Friedenskirche 24.2. 1985
Lieder: 241, 1-3;      4-6;      7-9;     142, 1-3;    Psalm 91;    1. Könige 19

Der Teufel in Jesus

1) Wahrheitsgehalt dieses Mythos: keiner ist frei von Anfechtung.
2) Die Methode des Teufels: mit der Bibel argumentieren.
3) Die Methode Gottes: sich dem Bösen ausliefern.

Liebe Gemeinde!
Ganz sicher ist diese Geschichte kein Tatsachenbericht. Ganz sicher war da kein Wesen namens Teufel, der als eine Art Mensch mit Horn und Pferdefuß Jesus ärgern will. Und wer sollte dieses Erlebnis denn auch gesehen und aufgezeichnet haben, wenn doch Jesus allein war 40 Tage und Nächte? Es gab keine Augenzeugen außer Jesus selbst. Und der Teufel wird es wohl kaum dem Evangelisten erzählt haben, wie er eine Schlappe erlitten hat bei den Menschen Jesus.
Diese Erzählung ist erfunden, um damit etwas zu sagen, was eine Erzählung eben besser ausdrücken kann als eine psychologische Abhandlung über das Seelenleben Jesu.
Drei Mal wird Jesus von dem Diabolos, dem "Durcheinanderwerfer", dem Verwirrer, versucht. Dreimal hält er stand. Und jede Probe wird schwieriger, weil es um mehr und immer mehr geht.
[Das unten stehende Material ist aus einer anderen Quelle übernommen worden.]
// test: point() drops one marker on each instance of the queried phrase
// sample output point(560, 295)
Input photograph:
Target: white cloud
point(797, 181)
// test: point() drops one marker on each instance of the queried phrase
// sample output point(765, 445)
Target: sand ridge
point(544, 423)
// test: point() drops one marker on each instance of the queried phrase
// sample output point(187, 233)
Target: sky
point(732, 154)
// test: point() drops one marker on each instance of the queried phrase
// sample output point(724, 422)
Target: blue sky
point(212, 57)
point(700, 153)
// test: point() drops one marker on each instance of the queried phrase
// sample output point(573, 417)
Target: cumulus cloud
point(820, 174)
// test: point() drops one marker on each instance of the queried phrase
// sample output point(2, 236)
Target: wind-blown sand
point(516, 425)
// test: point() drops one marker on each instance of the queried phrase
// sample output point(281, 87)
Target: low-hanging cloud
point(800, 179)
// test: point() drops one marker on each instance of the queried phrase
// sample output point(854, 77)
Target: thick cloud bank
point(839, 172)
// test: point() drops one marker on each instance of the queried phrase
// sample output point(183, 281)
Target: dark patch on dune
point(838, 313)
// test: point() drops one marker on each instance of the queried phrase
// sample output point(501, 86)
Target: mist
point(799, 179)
Zuerst nur um die Stillung des Hungers, dann um Wunderkräfte des Göttlichen Schutzes, schließlich um die Weltherrschaft. Darin spiegelt sich die Reihe der Versuchungen der Kirche wieder: Erst ging es nur ums materielle Überleben, dann schon um das Ausreizen des Trumpfes "Gott schützt uns ja", endlich die Weltherrschaft, die christliche Missionare immer auf dem Fuß der grausamsten Eroberer folgen ließ, bisweilen sogar vorauseilen ließ.
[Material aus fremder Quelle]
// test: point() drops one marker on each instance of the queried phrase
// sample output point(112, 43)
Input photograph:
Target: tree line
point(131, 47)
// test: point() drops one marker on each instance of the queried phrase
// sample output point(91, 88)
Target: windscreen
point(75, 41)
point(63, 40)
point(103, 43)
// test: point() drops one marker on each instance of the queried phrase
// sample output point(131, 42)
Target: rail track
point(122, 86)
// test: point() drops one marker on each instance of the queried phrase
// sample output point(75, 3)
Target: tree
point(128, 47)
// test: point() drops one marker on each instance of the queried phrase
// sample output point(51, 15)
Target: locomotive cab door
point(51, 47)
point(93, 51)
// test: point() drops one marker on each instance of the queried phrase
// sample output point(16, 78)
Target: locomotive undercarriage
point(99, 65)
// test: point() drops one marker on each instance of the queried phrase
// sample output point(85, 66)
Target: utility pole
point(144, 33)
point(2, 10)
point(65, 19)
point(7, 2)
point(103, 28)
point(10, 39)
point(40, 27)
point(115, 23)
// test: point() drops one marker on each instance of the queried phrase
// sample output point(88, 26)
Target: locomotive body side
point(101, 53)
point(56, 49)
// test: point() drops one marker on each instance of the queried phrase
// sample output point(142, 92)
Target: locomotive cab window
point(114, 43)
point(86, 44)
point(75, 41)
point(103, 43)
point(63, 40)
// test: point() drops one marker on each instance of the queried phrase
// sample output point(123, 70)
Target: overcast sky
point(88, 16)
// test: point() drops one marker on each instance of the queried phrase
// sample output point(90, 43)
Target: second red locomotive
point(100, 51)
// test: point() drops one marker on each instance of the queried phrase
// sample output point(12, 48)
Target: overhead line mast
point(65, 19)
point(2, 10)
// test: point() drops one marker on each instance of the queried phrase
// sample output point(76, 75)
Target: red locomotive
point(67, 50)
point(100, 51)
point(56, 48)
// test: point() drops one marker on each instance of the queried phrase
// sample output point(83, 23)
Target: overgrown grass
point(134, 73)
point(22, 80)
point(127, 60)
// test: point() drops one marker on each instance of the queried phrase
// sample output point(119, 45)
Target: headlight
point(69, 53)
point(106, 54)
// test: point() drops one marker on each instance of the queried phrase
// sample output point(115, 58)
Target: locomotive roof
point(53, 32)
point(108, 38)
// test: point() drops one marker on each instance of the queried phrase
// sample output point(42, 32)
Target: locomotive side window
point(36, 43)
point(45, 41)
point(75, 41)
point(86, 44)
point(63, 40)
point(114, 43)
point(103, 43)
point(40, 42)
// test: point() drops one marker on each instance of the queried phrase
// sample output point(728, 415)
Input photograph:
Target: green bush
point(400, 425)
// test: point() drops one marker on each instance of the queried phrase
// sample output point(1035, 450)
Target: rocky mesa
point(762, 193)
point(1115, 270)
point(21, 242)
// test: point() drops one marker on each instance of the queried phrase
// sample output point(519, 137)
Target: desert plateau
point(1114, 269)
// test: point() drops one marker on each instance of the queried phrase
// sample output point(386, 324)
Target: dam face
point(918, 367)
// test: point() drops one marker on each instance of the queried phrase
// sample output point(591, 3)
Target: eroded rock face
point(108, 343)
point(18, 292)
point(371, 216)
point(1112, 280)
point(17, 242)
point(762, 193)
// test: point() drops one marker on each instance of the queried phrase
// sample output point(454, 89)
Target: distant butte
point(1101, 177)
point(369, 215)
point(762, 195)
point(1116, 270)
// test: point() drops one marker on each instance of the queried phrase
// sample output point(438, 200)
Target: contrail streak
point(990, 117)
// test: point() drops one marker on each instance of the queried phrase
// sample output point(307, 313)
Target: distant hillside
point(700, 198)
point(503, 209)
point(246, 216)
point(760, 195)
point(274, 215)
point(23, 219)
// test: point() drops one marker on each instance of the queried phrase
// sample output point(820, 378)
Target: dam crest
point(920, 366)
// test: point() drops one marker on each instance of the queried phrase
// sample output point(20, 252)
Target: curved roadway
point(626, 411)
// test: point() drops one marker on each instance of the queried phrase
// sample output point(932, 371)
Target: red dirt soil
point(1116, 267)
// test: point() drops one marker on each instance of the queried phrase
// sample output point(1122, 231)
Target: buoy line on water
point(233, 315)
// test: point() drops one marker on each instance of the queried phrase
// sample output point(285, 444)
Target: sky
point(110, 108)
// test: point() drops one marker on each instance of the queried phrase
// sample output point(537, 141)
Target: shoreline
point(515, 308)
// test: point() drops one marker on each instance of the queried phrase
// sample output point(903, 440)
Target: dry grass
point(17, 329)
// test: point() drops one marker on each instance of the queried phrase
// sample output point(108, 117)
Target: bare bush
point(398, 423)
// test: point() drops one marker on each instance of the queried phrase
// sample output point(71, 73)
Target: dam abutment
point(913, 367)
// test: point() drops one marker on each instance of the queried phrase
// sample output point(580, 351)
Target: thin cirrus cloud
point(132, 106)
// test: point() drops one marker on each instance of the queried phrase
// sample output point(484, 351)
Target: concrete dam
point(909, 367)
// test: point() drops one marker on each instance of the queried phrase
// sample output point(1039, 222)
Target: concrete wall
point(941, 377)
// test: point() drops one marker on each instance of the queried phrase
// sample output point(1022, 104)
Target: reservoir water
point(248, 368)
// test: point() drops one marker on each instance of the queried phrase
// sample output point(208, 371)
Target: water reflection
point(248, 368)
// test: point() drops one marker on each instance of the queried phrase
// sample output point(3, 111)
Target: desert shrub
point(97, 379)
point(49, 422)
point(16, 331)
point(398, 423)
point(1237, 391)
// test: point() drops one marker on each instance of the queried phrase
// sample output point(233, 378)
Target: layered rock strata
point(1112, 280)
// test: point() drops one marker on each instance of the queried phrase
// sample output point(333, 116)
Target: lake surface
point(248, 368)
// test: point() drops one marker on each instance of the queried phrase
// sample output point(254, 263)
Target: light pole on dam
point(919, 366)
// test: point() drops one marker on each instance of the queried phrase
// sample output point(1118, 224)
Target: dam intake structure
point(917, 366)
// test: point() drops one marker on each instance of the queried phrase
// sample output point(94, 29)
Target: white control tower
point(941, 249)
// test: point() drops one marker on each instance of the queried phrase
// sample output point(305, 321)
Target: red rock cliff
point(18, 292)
Dreimal ein anderer Ort: zuerst die Wüste, das öde Land. Der Prophet Elia fastete auch lange Zeit in der Wüste auf dem Weg zu einem Berg. 40 Tage und Nächte, dann erlebte er Gott auf dem Berg Horeb, dem Sinai, genau wie Mose vor ihm, in einem Vulkanausbruch. 40 ist die Zahl der Gottesnähe. 40 Jahre wanderte Israel mit Mose durch die Wüste, in allen Gefahren beschützt von Gott. Wenn Jesus 40 Tage in die Wüste geht, so ist das ein Ausdruck dafür: er sucht die Nähe Gottes. Nach Matthäus hatte er aber diese Nähe gerade vorher bei seiner Taufe erfahren: die Stimme aus dem Himmel sagte: "Dies ist mein lieber Sohn, an dem habe ich Wohlgefallen.“ Auffällig ist, dass der Geist Jesus nach der Taufe in die Wüste treibt. Der Geist Gottes treibt Jesus dahin, wo er mit dem Bösen konfrontiert wird!
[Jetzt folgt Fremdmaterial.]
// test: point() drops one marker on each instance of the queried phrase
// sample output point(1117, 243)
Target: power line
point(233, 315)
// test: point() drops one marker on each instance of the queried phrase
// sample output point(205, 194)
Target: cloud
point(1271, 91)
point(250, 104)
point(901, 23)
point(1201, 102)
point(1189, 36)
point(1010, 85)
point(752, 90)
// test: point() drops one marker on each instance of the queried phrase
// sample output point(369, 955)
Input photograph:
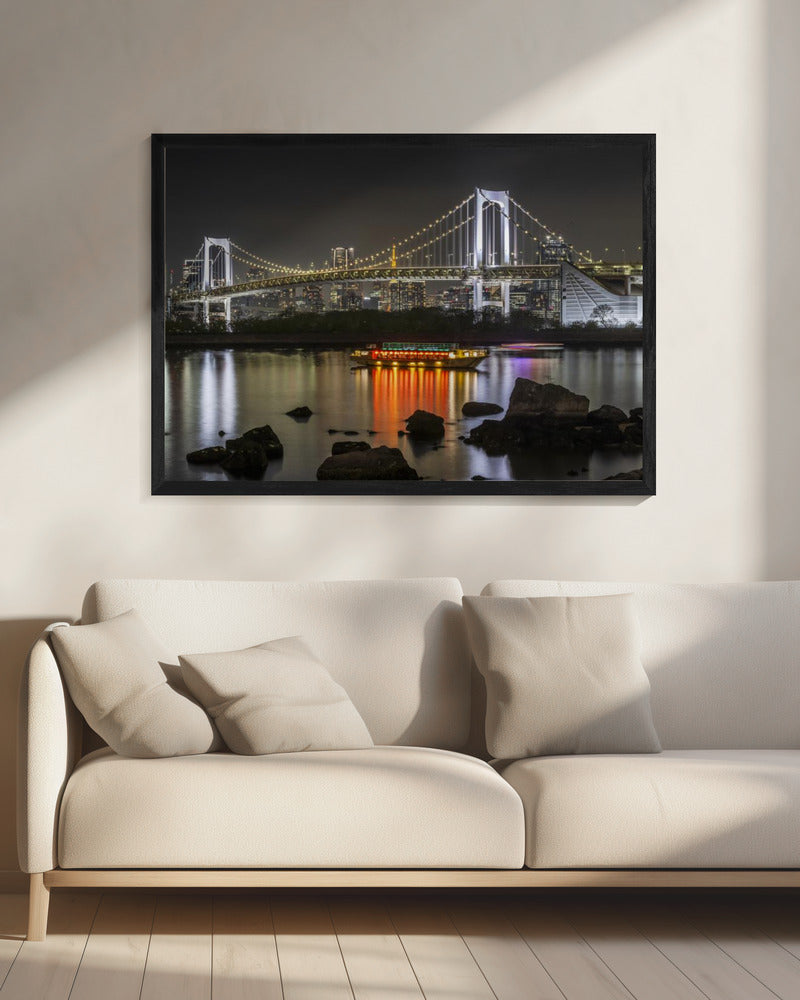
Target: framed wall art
point(403, 314)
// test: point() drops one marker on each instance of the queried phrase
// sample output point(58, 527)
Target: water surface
point(208, 391)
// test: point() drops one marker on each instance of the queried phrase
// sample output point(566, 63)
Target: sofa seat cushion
point(382, 807)
point(678, 809)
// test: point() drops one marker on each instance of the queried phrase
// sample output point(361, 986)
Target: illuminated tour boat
point(419, 356)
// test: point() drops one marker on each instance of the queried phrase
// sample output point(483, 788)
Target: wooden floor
point(537, 946)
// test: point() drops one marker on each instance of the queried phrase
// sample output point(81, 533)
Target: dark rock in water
point(606, 414)
point(608, 435)
point(266, 437)
point(547, 400)
point(372, 463)
point(206, 456)
point(474, 408)
point(633, 474)
point(633, 434)
point(425, 426)
point(342, 447)
point(249, 459)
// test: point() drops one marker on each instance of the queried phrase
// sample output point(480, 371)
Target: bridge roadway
point(487, 274)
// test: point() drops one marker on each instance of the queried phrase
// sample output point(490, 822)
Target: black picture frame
point(161, 484)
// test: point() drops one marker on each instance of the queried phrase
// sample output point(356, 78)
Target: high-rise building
point(554, 250)
point(353, 297)
point(406, 295)
point(311, 299)
point(341, 297)
point(342, 257)
point(192, 272)
point(456, 298)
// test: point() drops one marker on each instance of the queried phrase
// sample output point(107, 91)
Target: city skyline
point(294, 200)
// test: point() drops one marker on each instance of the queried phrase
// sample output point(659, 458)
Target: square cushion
point(274, 698)
point(563, 675)
point(114, 674)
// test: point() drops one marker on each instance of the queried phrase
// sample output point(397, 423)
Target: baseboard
point(13, 881)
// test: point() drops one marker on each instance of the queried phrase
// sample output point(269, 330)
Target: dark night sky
point(292, 201)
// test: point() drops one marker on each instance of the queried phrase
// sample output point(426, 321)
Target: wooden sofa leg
point(38, 904)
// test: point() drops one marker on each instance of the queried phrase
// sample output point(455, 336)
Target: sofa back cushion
point(723, 659)
point(397, 647)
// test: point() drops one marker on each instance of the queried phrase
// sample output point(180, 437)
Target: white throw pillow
point(274, 698)
point(114, 674)
point(563, 675)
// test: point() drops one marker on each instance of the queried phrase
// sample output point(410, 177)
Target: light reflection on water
point(233, 390)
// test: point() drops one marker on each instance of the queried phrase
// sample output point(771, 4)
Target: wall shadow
point(780, 472)
point(74, 199)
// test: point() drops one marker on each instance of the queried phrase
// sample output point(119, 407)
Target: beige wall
point(84, 84)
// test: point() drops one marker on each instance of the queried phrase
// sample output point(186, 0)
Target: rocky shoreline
point(539, 416)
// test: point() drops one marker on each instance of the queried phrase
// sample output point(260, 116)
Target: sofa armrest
point(48, 747)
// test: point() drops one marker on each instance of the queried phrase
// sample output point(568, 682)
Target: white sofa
point(720, 805)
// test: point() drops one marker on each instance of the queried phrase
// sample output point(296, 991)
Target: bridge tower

Das griechische Wort a)ne/xqh, er wurde getrieben, entrückt, steht regelmäßig, wo von Visionen die Rede ist: Offenbarung 17,3; Ezechiel 8;37-47; 1. Könige 18; 2. Könige 6 und Apostelgeschichte 8. Das heißt: die Erzählung von Jesu Versuchung ist gar nicht als Protokollbericht gemeint, sondern erzählt eine Vision Jesu.
Wüste: Israels Auszug aus ägyptischer Sklaverei in eine neue Freiheit klingt hier an. Die Entbehrungen, die mit dem Erlangen der Freiheit verbunden sind, der Hunger. Und wie Israel zurück will zu den Fleischtöpfen der Sklaverei, so gelüstet auch Jesus nach Essen. Man hat übrigens beim Fasten (jetzt ist Fastenzeit) am Anfang Hunger, die ersten drei Tage lang, den Rest der sechs Wochen, die ein Mensch wirklich fasten kann ohne zu verhungern, hält man viel leichter durch. Das Jesus erst nach 40 Tagen Hunger hat, ist Zeichen dafür, das Matthäus sicher nie gefastet hat, sonst hätte er diesen sachlichen Fehler nicht gemacht.
Mit dem Hunger meldet sich das Böse: warum nicht die Macht als Gottessohn nutzen, um satt zu werden, materiell sicher zu leben? Warum nicht die Möglichkeit als Besserverdiener nutzen, um reich zu werden? Für Jesus ist das teuflisch, so zu denken. Darum kontert er auf die teuflische Stimme, die tief aus seinem Innersten kommt, mit dem Wissen, das Leben mehr ist als nur fressen. Armen.